We moseyed back onto the boardwalk and found the Stone Pony, the only working business for miles in either direction. It was crowded and the cover charge was $25.00. I asked if I could just go in to buy a t-shirt and was escorted by a thick bodyguard. I asked him who was playing that night and he told me Nils Lofgren, Bruce’s guitarist. Security was tight and my mind danced with the idea of Bruce showing up to play a few songs with his band mate. Joe asked if I wanted to stay but waiting for four hours on the off chance the Boss would be there was less attractive in my hung over state than jumping back in the car and getting something to eat.
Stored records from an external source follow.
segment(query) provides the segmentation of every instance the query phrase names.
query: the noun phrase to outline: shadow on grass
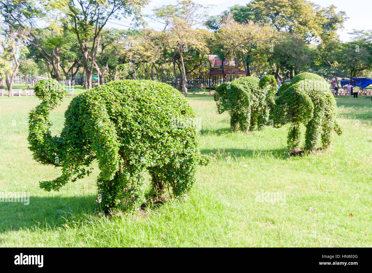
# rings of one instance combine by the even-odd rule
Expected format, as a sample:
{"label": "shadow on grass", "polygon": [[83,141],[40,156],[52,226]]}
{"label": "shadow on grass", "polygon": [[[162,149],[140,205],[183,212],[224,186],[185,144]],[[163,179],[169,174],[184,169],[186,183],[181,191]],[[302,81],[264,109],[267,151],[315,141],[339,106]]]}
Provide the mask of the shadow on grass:
{"label": "shadow on grass", "polygon": [[200,134],[202,136],[208,134],[215,134],[221,136],[225,134],[231,133],[231,128],[224,128],[221,129],[216,129],[215,130],[210,130],[208,129],[202,129],[200,130]]}
{"label": "shadow on grass", "polygon": [[53,229],[67,220],[77,220],[97,208],[95,195],[68,197],[30,196],[29,204],[0,202],[0,232],[25,228]]}
{"label": "shadow on grass", "polygon": [[239,157],[271,157],[274,158],[286,159],[291,156],[286,148],[280,149],[267,150],[250,150],[235,148],[220,149],[203,149],[201,150],[202,154],[208,155],[217,159],[227,160],[230,157],[231,158]]}

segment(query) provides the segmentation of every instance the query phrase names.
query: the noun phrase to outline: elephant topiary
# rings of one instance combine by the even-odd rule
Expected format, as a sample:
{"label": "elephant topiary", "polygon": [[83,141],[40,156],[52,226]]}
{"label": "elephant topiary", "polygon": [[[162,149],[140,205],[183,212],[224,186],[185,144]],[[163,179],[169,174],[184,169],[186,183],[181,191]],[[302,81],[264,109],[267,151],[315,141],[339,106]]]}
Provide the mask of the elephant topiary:
{"label": "elephant topiary", "polygon": [[192,188],[197,165],[208,164],[199,153],[194,110],[168,84],[118,81],[80,94],[66,110],[59,136],[51,135],[49,115],[63,99],[63,86],[42,80],[35,90],[42,102],[30,113],[29,148],[38,162],[62,168],[61,176],[40,182],[46,191],[89,175],[96,159],[103,207],[134,209],[144,201],[147,170],[154,194],[177,198]]}
{"label": "elephant topiary", "polygon": [[273,103],[276,91],[276,81],[271,75],[260,80],[248,76],[224,82],[216,90],[217,111],[228,111],[232,131],[261,130],[267,123],[269,105]]}
{"label": "elephant topiary", "polygon": [[[342,130],[336,121],[337,105],[327,82],[316,74],[305,72],[295,76],[290,84],[282,87],[284,90],[271,105],[269,118],[273,119],[276,128],[291,124],[288,136],[288,149],[293,151],[299,145],[301,123],[306,128],[304,150],[328,147],[332,131],[340,135]],[[322,145],[318,147],[320,139]]]}

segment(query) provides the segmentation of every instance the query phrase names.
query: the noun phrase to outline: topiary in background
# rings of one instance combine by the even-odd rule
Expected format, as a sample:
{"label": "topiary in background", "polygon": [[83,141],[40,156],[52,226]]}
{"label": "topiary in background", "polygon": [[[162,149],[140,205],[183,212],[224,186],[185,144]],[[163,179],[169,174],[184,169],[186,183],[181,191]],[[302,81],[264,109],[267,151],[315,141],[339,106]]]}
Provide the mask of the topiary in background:
{"label": "topiary in background", "polygon": [[97,159],[104,207],[132,209],[144,201],[147,170],[154,195],[177,198],[192,188],[197,164],[208,163],[199,154],[195,113],[169,85],[128,80],[87,91],[71,100],[60,136],[51,135],[49,115],[63,100],[63,87],[42,80],[35,91],[42,103],[30,113],[30,149],[38,162],[62,170],[59,177],[40,182],[46,191],[89,175]]}
{"label": "topiary in background", "polygon": [[[308,72],[297,75],[290,82],[282,85],[282,93],[272,105],[269,118],[274,126],[291,124],[287,142],[291,151],[299,144],[301,123],[306,128],[304,150],[327,148],[332,131],[339,135],[342,132],[336,121],[336,101],[328,84],[320,76]],[[320,140],[322,145],[318,147]]]}
{"label": "topiary in background", "polygon": [[273,103],[276,90],[275,78],[271,75],[260,80],[248,76],[224,82],[216,90],[219,96],[215,95],[217,111],[228,111],[233,131],[261,130],[267,123],[269,105]]}

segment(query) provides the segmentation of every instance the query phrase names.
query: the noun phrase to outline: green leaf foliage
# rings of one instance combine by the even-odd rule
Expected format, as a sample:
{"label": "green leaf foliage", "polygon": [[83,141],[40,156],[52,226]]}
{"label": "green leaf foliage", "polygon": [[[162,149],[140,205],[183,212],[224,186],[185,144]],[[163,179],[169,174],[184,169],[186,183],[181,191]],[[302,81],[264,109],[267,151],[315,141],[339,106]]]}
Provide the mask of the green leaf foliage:
{"label": "green leaf foliage", "polygon": [[63,86],[43,80],[35,90],[42,102],[30,113],[29,148],[38,162],[62,170],[40,183],[46,191],[89,175],[96,159],[104,207],[133,209],[144,201],[147,170],[154,195],[177,198],[192,189],[197,165],[209,162],[199,153],[194,110],[169,85],[122,80],[88,90],[72,100],[59,137],[51,136],[48,116],[63,99]]}
{"label": "green leaf foliage", "polygon": [[274,103],[276,83],[273,76],[242,77],[224,82],[216,90],[219,95],[217,111],[228,111],[232,131],[261,130],[267,123],[270,104]]}
{"label": "green leaf foliage", "polygon": [[306,128],[305,150],[326,149],[330,144],[333,130],[339,135],[342,133],[336,119],[336,101],[328,85],[321,77],[311,73],[301,73],[280,88],[281,95],[272,105],[269,118],[273,120],[276,128],[287,123],[292,124],[288,136],[290,150],[299,145],[301,123]]}

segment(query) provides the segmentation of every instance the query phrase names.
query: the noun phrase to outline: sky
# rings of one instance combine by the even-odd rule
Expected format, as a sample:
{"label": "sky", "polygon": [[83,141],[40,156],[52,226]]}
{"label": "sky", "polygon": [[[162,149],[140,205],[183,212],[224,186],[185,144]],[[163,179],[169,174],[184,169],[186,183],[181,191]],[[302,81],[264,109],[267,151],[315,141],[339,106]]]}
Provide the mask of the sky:
{"label": "sky", "polygon": [[[245,5],[250,0],[194,0],[194,1],[204,5],[213,4],[214,6],[211,9],[210,15],[217,15],[226,10],[230,7],[236,4]],[[333,4],[337,7],[336,11],[343,10],[346,13],[349,19],[344,23],[344,29],[339,30],[338,34],[343,42],[348,42],[350,40],[351,36],[348,34],[353,29],[372,29],[372,1],[371,0],[312,0],[315,4],[322,7],[327,7]],[[175,0],[153,0],[142,9],[145,14],[150,14],[154,7],[158,7],[164,4],[174,4]],[[117,24],[129,26],[128,22],[131,21],[130,18],[122,19],[121,22],[110,19],[110,22],[106,27],[116,27],[119,29],[126,29],[127,27]],[[123,22],[123,21],[126,21]],[[116,24],[113,23],[116,23]],[[149,22],[149,26],[155,27],[161,27],[161,25],[155,22]]]}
Mastori’s is ground zero for the New Jersey accent, which is as big as their pasties. We sat at a table in the dark bar area and listened to the people at the table next to us tawk on and on about the best directions to get somewhere and a good land deal in the offing. The menu had five-point font and Joe wondered aloud how the elderly crowd could possibly read it. I had to follow along with my finger to not lose my place in the thousands of items offered, and I landed on a triple meat sandwich.
We slumped back in the car, exhausted from all the territory we had covered in the last 24 hours, and we headed home. Joe white-knuckled over the large bridge into Delaware while I taunted him about its inherent dangers, and soon we were back in the familiarity of Maryland. It was late when we pulled up to Joe’s house, Bob was snoring in the back on his bed, and I kissed Joe and thanked him for a wonderful weekend.
What I was really thanking him for was his compassion and understanding. He has an amazing reservoir of both.